Quando minha mãe voltou, meu peso já havia mudado bastante. As poucas vezes que fui jantar na casa de minha prima ou minhas tias, bastava uma atitude pequena que desgostasse elas como "não estou com fome" para ouvir que a culpa da tentativa de suicídio de Elieth era minha.
Foi mais ou menos depois disso que "virei moça", e minha mãe explicou que eu já poderia engravidar, me ensinando sobre camisinha e anticoncepcionais.
Eu também estava vidrada em um jogo, chamado Amor Doce. Era caidinha no Castiel, um paquera ruivo de humor ácido.

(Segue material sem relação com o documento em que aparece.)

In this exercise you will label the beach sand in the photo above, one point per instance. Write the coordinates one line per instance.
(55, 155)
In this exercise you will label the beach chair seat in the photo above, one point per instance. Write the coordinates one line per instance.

Minha vida se dividia em duas partes, durante o dia brigava com minha mãe e brincava de boneca com Isadora, minha sobrinha. De noite, saia para beber e beijar pessoas estranhas.
Hoje vejo o quão nova eu era para aquilo. Tudo mudou quando conheci uma menina, chamada Letícia. Tínhamos a mesma idade, pensamentos parecidos e éramos grandes amigas.
Pessoalmente não passávamos de amigas, mas por telefone parecia que tínhamos um relacionamento. Começamos a namorar no dia 07 de março de 2016. Entre indas e vindas duramos dois anos. Minha mãe nunca soube. Letícia e eu não brigávamos. Foi o melhor e mais tranquilo relacionamento que tive até então. Mas ela se mudou para São Paulo, seis meses depois. Continuamos tentando, mas ela tinha outra pessoa lá e eu, outras pessoas aqui.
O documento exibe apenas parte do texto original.